To all those that consider that the EU is equivalent to the Soviet Union, the presentation of a quinquennial plan may sound like some sort of proof. But whatever the views of the financial services industry has of the European Commission (you are welcome to share those if you are indeed part of that bubble), the CMU 2.0 presented last month has less to do with agrarian reform than with allowing finance to play its role in providing capital to the economy.

5 years ago, there were four actions specifically targeted at the private equity asset class:

  1. the review of the EuVECA
  2. the review of AIFMD barriers to cross-border marketing (CBDF)
  3. new Solvency II rules for equity
  4. the VentureEU pan-EU fund-of-fund

After intense years of negotiations, all four revisions have now been published and overall have made marketing and fundraising easier in Europe (if you are an Invest Europe member, you can read here our guides on EuvECA, on CBDF and on Solvency II for more details).
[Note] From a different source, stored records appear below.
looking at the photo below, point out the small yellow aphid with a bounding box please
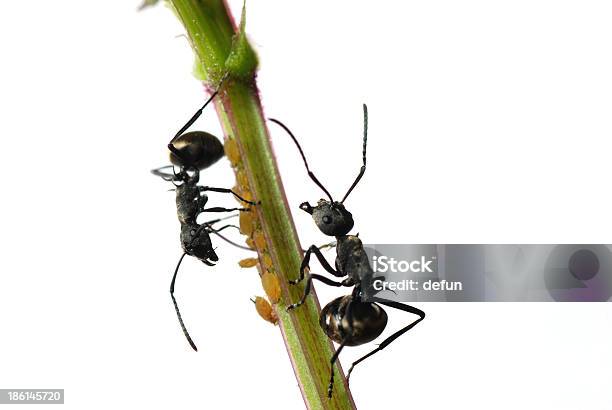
[262,253,274,271]
[261,271,282,304]
[253,230,266,249]
[239,211,255,236]
[239,258,258,268]
[224,138,241,166]
[236,170,249,190]
[252,296,278,325]
[245,237,255,250]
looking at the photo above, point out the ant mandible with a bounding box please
[152,83,258,351]
[269,105,425,398]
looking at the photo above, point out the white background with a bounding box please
[0,1,611,409]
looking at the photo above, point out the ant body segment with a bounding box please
[269,105,425,398]
[152,87,257,351]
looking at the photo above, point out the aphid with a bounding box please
[261,271,281,304]
[245,237,256,250]
[269,105,425,398]
[152,86,258,351]
[236,169,249,190]
[262,253,274,271]
[224,137,242,166]
[239,257,258,268]
[239,210,256,236]
[253,231,267,249]
[251,296,278,325]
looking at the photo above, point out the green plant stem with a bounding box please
[167,1,356,408]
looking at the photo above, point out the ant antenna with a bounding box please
[202,215,253,251]
[209,229,253,251]
[341,104,368,204]
[268,118,335,204]
[170,252,198,351]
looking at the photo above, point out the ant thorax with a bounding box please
[176,175,205,225]
[335,235,374,284]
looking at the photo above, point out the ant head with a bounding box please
[169,131,224,171]
[300,199,354,237]
[190,243,219,264]
[182,225,219,263]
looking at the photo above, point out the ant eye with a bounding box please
[322,215,332,224]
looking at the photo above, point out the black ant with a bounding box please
[152,86,257,351]
[269,105,425,398]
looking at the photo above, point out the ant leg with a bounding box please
[327,340,348,399]
[300,242,337,253]
[200,214,239,226]
[170,253,198,351]
[151,165,177,181]
[327,298,357,398]
[199,186,259,205]
[169,72,228,145]
[308,246,343,276]
[345,299,425,382]
[170,91,219,145]
[167,144,187,163]
[200,206,250,213]
[196,193,210,214]
[150,166,181,187]
[292,245,342,285]
[287,274,349,311]
[317,241,337,251]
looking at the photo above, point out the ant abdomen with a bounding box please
[169,131,224,170]
[320,296,388,346]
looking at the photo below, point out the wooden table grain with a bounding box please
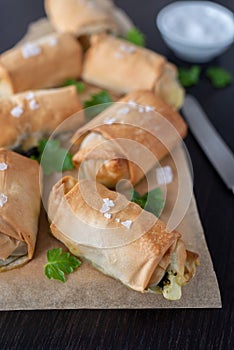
[0,1,234,349]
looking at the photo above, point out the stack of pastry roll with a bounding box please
[0,87,83,150]
[48,177,199,300]
[0,149,41,271]
[81,34,184,109]
[45,0,133,38]
[71,90,187,188]
[0,33,82,97]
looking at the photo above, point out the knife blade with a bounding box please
[182,94,234,194]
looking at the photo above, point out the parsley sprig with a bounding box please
[131,188,165,217]
[83,91,112,119]
[206,67,232,88]
[178,65,201,87]
[124,28,145,47]
[32,138,74,175]
[45,248,81,283]
[64,79,85,93]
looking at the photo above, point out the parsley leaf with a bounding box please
[206,67,232,88]
[178,65,201,87]
[64,79,85,93]
[131,188,165,217]
[83,91,112,119]
[124,27,145,47]
[33,138,74,175]
[44,248,81,283]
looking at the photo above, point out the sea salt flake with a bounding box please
[115,52,123,59]
[128,100,137,108]
[120,44,136,54]
[156,166,173,185]
[121,220,132,229]
[115,218,120,223]
[22,43,41,59]
[104,117,116,125]
[0,163,7,171]
[25,92,35,100]
[117,107,130,115]
[103,198,115,207]
[48,36,58,46]
[11,106,24,118]
[0,193,8,208]
[100,203,111,214]
[145,105,155,112]
[29,99,40,110]
[104,213,112,219]
[138,106,145,113]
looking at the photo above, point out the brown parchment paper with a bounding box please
[0,19,221,310]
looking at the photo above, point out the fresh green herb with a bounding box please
[83,91,112,119]
[131,188,165,217]
[206,67,232,88]
[33,138,74,175]
[178,65,201,87]
[124,27,145,47]
[44,248,81,283]
[64,79,85,93]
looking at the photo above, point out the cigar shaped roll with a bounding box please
[0,149,41,272]
[81,34,184,109]
[0,33,83,97]
[45,0,120,37]
[0,86,83,150]
[48,176,199,299]
[71,90,187,188]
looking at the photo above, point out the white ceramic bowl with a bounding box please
[156,1,234,62]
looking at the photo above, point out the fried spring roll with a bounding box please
[45,0,123,37]
[81,34,184,109]
[0,149,41,271]
[0,86,83,150]
[71,90,187,188]
[48,176,199,300]
[0,33,83,97]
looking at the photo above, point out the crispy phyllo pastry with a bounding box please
[0,149,41,271]
[0,33,82,97]
[0,86,83,150]
[48,176,199,300]
[45,0,131,38]
[81,34,184,109]
[71,90,187,188]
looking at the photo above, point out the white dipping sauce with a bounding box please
[162,2,234,45]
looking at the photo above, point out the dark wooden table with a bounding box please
[0,1,233,349]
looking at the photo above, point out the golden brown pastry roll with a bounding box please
[0,33,82,97]
[0,86,83,150]
[45,0,121,37]
[48,176,199,299]
[0,149,41,272]
[71,90,187,188]
[81,34,184,109]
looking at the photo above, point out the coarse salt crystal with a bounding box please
[29,99,40,110]
[104,213,112,219]
[11,106,24,118]
[104,117,116,125]
[145,105,155,112]
[100,203,111,214]
[0,163,7,171]
[120,44,136,54]
[25,92,35,100]
[156,166,173,185]
[138,106,145,113]
[117,107,130,115]
[121,220,132,229]
[115,52,123,59]
[21,43,41,59]
[0,193,8,208]
[128,100,137,108]
[115,218,120,223]
[103,198,115,207]
[48,36,58,46]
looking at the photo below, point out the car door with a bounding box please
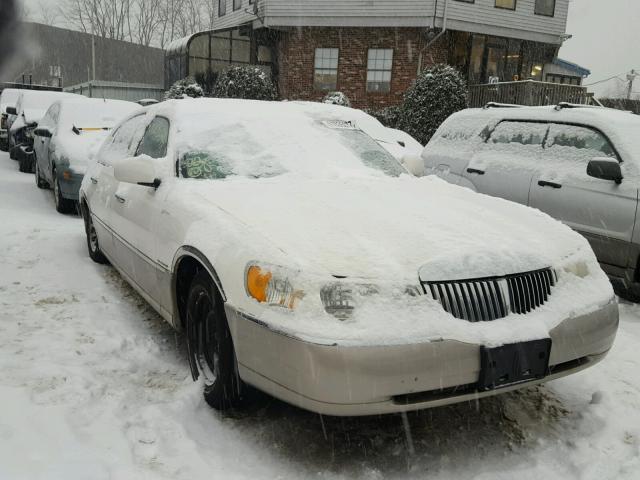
[90,114,149,266]
[529,123,639,270]
[110,116,170,307]
[462,120,549,205]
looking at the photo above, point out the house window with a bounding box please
[233,0,242,11]
[314,48,339,91]
[535,0,555,16]
[367,49,393,93]
[219,0,226,16]
[495,0,516,9]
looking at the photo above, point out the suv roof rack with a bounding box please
[554,102,602,111]
[482,102,523,110]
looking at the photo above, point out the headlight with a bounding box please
[245,264,304,310]
[320,283,379,320]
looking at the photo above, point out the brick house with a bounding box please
[165,0,571,109]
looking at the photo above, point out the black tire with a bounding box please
[52,167,74,214]
[82,204,108,264]
[35,161,48,189]
[18,150,32,173]
[186,270,244,411]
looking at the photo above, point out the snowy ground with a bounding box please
[0,151,639,480]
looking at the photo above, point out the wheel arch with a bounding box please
[172,246,227,330]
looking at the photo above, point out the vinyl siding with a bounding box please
[436,0,569,39]
[212,0,568,44]
[212,0,265,30]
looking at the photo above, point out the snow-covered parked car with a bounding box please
[34,97,140,213]
[80,98,618,416]
[8,89,78,166]
[0,88,21,151]
[422,104,640,300]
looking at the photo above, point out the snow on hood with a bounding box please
[181,174,585,282]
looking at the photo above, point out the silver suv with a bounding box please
[422,104,640,299]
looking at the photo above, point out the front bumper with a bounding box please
[227,301,619,416]
[56,169,84,201]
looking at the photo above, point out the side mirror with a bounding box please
[113,157,161,188]
[6,106,17,115]
[587,158,623,184]
[401,153,425,177]
[34,127,52,138]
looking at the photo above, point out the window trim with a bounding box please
[494,0,517,11]
[366,48,394,93]
[219,0,227,17]
[135,115,171,160]
[313,47,340,92]
[233,0,242,11]
[534,0,556,17]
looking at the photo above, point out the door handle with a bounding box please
[467,168,485,175]
[114,194,126,204]
[90,177,98,184]
[538,180,562,189]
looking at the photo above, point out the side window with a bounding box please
[99,114,147,165]
[136,117,170,159]
[545,124,618,161]
[488,121,548,146]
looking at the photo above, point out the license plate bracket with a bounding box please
[478,339,551,391]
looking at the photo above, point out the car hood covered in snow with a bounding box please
[182,174,586,282]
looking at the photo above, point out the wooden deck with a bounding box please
[468,80,593,108]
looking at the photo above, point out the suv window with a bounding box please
[136,117,170,159]
[545,124,619,161]
[489,121,549,146]
[99,114,147,165]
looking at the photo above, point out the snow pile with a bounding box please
[211,66,278,101]
[323,91,351,107]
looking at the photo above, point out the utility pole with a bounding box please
[627,69,638,100]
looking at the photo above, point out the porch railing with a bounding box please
[468,80,594,108]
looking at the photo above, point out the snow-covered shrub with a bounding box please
[366,106,402,129]
[211,66,278,101]
[399,64,468,145]
[323,91,351,107]
[164,77,204,100]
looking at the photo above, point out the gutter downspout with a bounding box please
[419,0,449,73]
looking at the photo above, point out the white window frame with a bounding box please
[313,48,339,91]
[367,49,393,93]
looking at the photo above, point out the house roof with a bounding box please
[552,58,591,78]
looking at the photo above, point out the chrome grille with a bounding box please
[423,268,556,322]
[507,268,555,314]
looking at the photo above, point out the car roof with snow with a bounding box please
[146,98,397,143]
[56,97,140,129]
[432,105,640,164]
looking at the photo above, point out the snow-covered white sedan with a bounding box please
[80,99,618,416]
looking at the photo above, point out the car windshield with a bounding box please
[177,117,406,180]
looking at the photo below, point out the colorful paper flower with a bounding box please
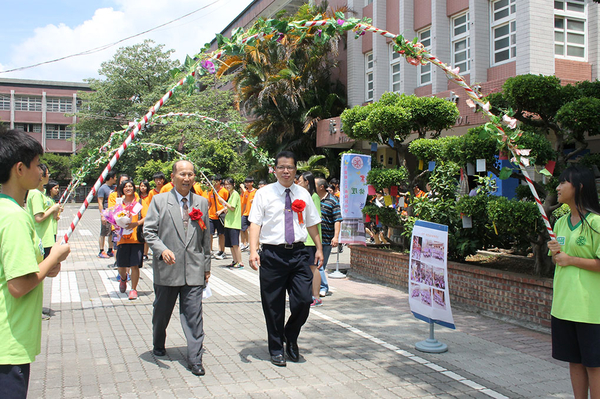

Any “Brussels operative” knows that there is no such thing as a complete overhaul of the full financial framework but the brand new CMU Action Plan is not just a communicating exercise. It contains a series of initiatives that deserve careful consideration not just the direct impact for financial services, but equally for the adhering ambitions on taxation, supervision and corporate governance. 

As representatives of the private equity industry, we understand, after much attention was given to private markets in the first exercise, the focus has naturally shifted to public markets. But the truth is that, within the confines of the proposed programme, there is still much to be done to allow private finance to play its part in supporting the companies that will fuel tomorrow's jobs and growth.

And for a right reason: as Invest Europe’s recently published Private Equity at Work report shows, private equity-backed companies create on average 5 times more jobs than those in the overall market

 

So what’s most important to private equity and why does it matter to the Commission?

  • Firstly, the remodeling of the long-term investment voluntary passport, ELTIF, represents a key opportunity to attract new investors into long-term equity (look at our previous blog on ELTIF to know about this).
  • Secondly, correcting some fundamental misunderstandings about the risk of investing in private equity funds in the big institutional investor prudential regulations may help banks and insurers to put their capital to good use without facing the risk of direct investing.
  • Thirdly, shining a light on sophisticated high net worth individuals, which are crucial investors into our asset class, may help channel capital from those who need to invest it for those who need it to be invested. If a change to the rules would push high net worth individuals to allocate only an additional 1% of their wealth into the asset class, this could represent €130 billion of investment in venture capital and in private equity, without putting grandma’s pension in jeopardy

Whatever the outcome of negotiations to come with Parliament and Council, it will be crucial that the CMU 2.0 keeps on the tracks laid down by the now archived predecessor, upholding the fundamental principle that finance’s key role is to provide capital to businesses and that it requires the right conditions to do so.

There’s a W. Allen quote that “if you want God to laugh, tell him your plans”, which is probably sadly fitting to all the (many) “2020-Strategy”’s not coming to fulfillment this year. The Capital Markets “plan” from the European Commission deserves, however - not a laugh - but a reasonably big smile.